GENOVA. 24 APR. Con la giornata di ieri può considerarsi praticamente completata la prima fase della messa in sicurezza di emergenza post disastro ambientale, dovuto alla fuoruscita di circa 500-600 metri cubi di petrolio grezzo nigeriano dalla tubatura Iplom, scoppiata domenica sera a Fegino.

“A fronte dei risultati conseguiti con il recupero pressoché totale del prodotto libero presente nelle acque superficiali e nello strato superficiale degli alvei dei Rio Pianego e Fegino, deve ritenersi conclusa la prima fase emergenziale post evento” ha dichiarato oggi l’ingegner Vincenzo Palumbo di Iplom.

Martedì l’azienda di Busalla chiederà alla procura il via libera per aggredire anche il fronte della zona di Rio Pianego e l’area immediatamente circostante l’area della perdita, poste sotto sequestro.

 

Oggi di prima mattina Iplom ha fatto il punto con le due società incaricate di effettuare gli interventi, Castalia in mare e Belfor lato terra. Nell’incontro di stamattina in prefettura a Genova ha presentato lo stato avanzamento lavori e i risultati conseguiti.

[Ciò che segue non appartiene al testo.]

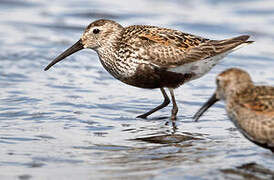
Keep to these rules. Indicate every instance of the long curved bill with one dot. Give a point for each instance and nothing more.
(74, 48)
(207, 105)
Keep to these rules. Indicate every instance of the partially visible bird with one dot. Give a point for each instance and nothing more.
(152, 57)
(250, 107)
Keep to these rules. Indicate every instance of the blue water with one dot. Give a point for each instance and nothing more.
(75, 121)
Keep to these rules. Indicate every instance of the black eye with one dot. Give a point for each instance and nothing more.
(218, 81)
(96, 31)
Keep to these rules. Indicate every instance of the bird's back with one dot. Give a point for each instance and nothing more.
(253, 112)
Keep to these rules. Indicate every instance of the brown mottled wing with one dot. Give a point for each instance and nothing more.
(169, 48)
(262, 101)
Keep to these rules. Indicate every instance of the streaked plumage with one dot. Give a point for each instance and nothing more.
(152, 57)
(250, 107)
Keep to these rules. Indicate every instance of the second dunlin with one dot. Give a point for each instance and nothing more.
(250, 107)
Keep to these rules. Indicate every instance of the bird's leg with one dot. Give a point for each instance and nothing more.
(164, 104)
(175, 107)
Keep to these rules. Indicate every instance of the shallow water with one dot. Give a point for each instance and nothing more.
(76, 121)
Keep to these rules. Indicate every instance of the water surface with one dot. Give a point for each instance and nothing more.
(75, 121)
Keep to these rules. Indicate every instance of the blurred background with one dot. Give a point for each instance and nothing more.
(77, 121)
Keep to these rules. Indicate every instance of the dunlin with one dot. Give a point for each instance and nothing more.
(250, 107)
(152, 57)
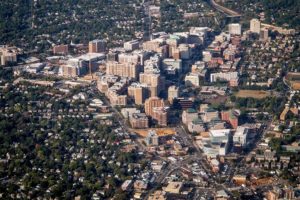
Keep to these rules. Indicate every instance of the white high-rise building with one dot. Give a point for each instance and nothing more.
(235, 29)
(255, 26)
(223, 76)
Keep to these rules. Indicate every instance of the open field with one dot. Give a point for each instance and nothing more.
(159, 131)
(293, 76)
(293, 79)
(257, 94)
(295, 85)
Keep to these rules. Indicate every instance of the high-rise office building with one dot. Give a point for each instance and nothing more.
(160, 116)
(138, 92)
(129, 70)
(155, 83)
(255, 26)
(139, 120)
(131, 45)
(173, 93)
(97, 46)
(151, 103)
(264, 34)
(60, 49)
(8, 55)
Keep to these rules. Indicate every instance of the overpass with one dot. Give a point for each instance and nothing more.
(228, 12)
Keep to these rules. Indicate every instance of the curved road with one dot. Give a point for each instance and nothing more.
(228, 12)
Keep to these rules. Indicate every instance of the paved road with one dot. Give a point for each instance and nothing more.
(226, 11)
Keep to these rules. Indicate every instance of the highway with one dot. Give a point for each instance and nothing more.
(228, 12)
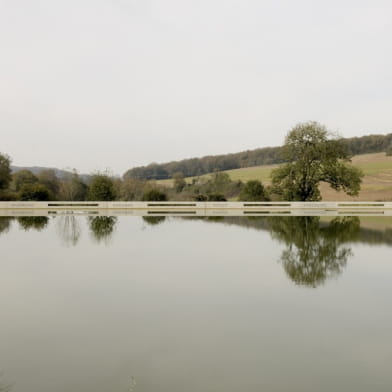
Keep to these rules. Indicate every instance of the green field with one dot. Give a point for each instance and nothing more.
(377, 183)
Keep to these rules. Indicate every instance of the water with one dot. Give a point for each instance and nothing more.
(98, 304)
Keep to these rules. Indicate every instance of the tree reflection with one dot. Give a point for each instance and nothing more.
(314, 250)
(69, 229)
(102, 227)
(5, 224)
(33, 222)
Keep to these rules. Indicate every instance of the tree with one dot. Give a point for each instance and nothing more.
(49, 179)
(36, 192)
(23, 177)
(73, 188)
(5, 171)
(154, 195)
(253, 191)
(313, 156)
(101, 188)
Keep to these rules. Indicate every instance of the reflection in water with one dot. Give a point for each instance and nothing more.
(69, 229)
(154, 220)
(314, 252)
(33, 222)
(102, 227)
(5, 224)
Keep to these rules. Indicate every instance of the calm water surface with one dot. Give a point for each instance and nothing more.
(99, 304)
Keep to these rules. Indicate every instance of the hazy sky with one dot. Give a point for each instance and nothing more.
(93, 84)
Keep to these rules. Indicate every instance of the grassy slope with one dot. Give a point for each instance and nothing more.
(377, 183)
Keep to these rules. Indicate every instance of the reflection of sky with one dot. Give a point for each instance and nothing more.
(186, 305)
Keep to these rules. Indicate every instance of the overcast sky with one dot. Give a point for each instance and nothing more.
(95, 84)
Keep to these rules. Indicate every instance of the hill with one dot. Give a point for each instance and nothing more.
(246, 159)
(61, 174)
(377, 183)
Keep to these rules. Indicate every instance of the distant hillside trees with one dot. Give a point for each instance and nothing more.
(261, 156)
(5, 171)
(253, 190)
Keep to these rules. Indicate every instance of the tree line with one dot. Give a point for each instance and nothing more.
(260, 156)
(311, 155)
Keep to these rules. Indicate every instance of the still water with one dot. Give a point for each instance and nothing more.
(99, 304)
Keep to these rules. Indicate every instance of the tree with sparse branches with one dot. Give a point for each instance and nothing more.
(314, 155)
(5, 171)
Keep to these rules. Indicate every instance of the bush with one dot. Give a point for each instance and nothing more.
(101, 188)
(253, 191)
(36, 192)
(154, 195)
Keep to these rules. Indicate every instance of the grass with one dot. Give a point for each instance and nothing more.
(377, 183)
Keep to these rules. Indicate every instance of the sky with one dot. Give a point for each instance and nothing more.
(112, 84)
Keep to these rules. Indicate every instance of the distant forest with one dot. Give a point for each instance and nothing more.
(260, 156)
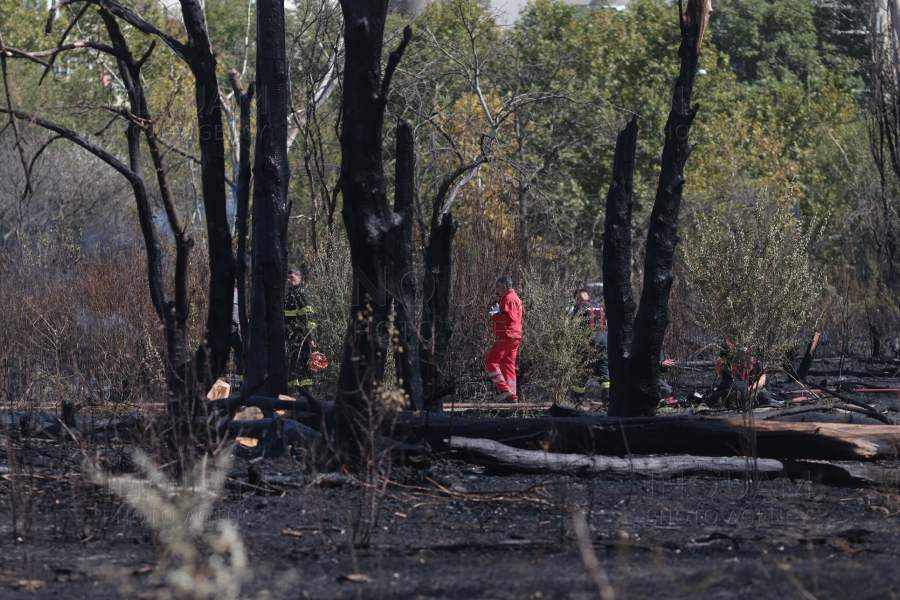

“La prima fase post emergenza è di fatto finita ieri,  superato il momento di difficoltà determinato dall’improvvisa piena del torrente Polcevera, che comunque è stato efficacemente superato. Confidiamo di chiudere gli interventi di messa in sicurezza nel giro di sei settimane per poi predisporre un dettagliatopiano di caratterizzazione e successiva bonifica da presentare alle autorità – ha aggiunto Gianfranco Peiretti, responsabile qualità, sicurezza e ambiente di Iplom – ora procediamo con gli interventi puntuali per rimuovere del tutto il grezzo negli alvei. Chiederemo alla procura di poter intervenire anche nell’area circostante la perdita predisponendo un piano dettagliato. In mare, secondo quando verificato con Castalia, tutte le iridescenze sono sotto controllo, in buona parte recuperate e sono stati effettuati interventi risolutivi dipulizia nelle spiagge di Multedo e Pegli, estendendo il raggio fino ai litorali di Savona e Albisola”.